Rubidium crystalizes in the body centred cubic structure with an edge length of 560.5 pm..
a. calculate the radius (in pm) to 4 sig figures.
b. calculate the density to 4 sig.fgures.
thnks guys..
a = edge length = 560.5 pm.
4*radius = a*31/2
Convert a to cm here, I think it is easier here than later.
Then volume = a^3 in cc.
density = mass/volume so we need to calculate mass.
mass of unit cell = #atoms per unit cell*molar mass Rb/6.02E23 = ?
can u please explain to me where did u get the 3 to find radius?..
thank you..
and also how to get the # of atoms per unit cell...
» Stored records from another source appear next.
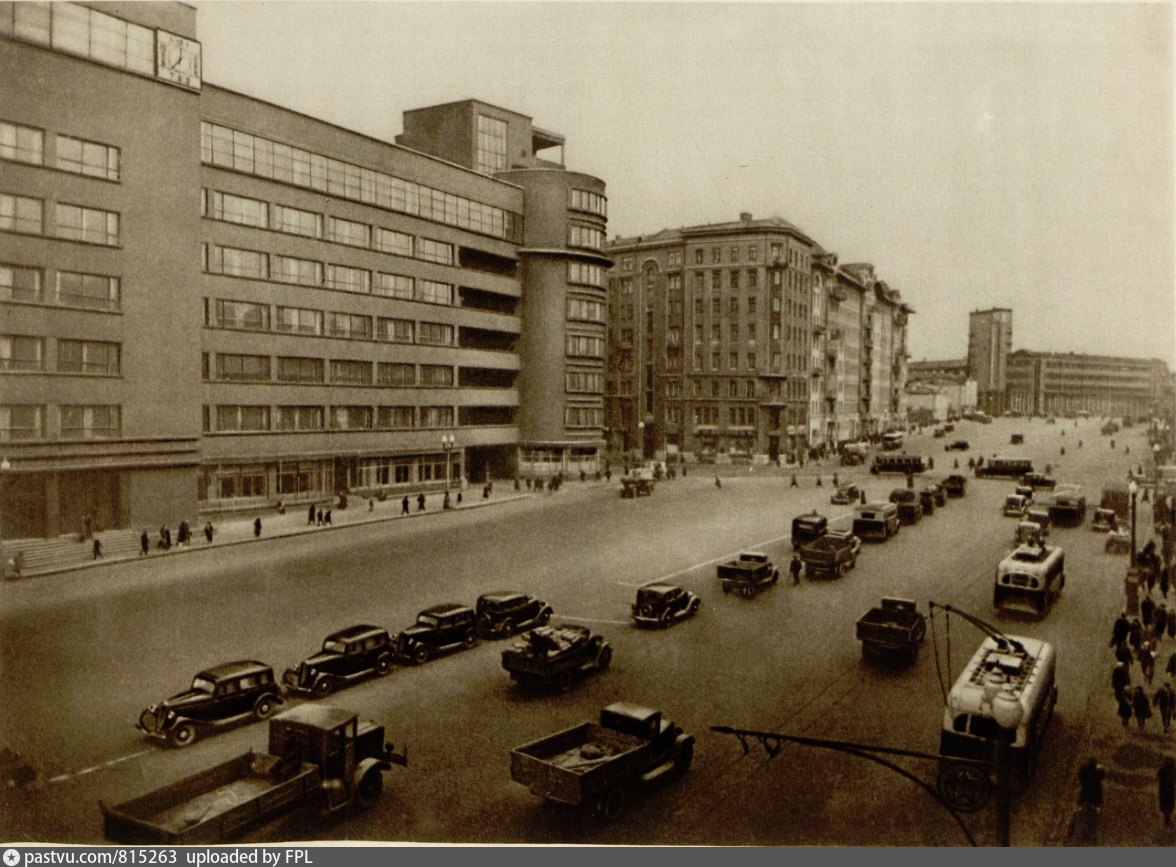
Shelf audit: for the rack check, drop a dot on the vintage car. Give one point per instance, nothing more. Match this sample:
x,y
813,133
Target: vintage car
x,y
846,495
503,613
1014,506
442,627
347,655
663,604
219,697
a. To calculate the radius of a body-centered cubic (BCC) structure, we need to use the formula:
Radius = (√3 / 4) * edge length
Given that the edge length is 560.5 pm, we substitute it into the formula:
Radius = (√3 / 4) * 560.5 pm
Radius ≈ 485.34 pm
Therefore, the radius of the Rubidium crystal is approximately 485.34 pm.
b. To calculate the density of a substance, we need to divide its mass by its volume. For the body-centered cubic structure, the volume is given by:
Volume = (edge length)^3
Given that the edge length is 560.5 pm, we substitute it into the formula:
Volume = (560.5 pm)^3
Volume ≈ 1.129 × 10^8 pm^3
Now, we need to determine the mass of Rubidium. The molar mass of Rubidium (Rb) is approximately 85.468 g/mol.
To convert grams to pm^3, we need to use Avogadro's number (6.022 × 10^23) and the molar mass of Rubidium:
Mass = (85.468 g/mol) / (6.022 × 10^23) * 1.66053906660 × 10^-24 g/pm^3
Mass ≈ 2.324 × 10^-22 g/pm^3
Now, we can calculate the density:
Density = Mass / Volume
Density ≈ (2.324 × 10^-22 g/pm^3) / (1.129 × 10^8 pm^3)
Density ≈ 2.056 × 10^-30 g/pm^3
In scientific notation, the density of Rubidium is approximately 2.056 × 10^-30 g/pm^3, rounded to 4 significant figures.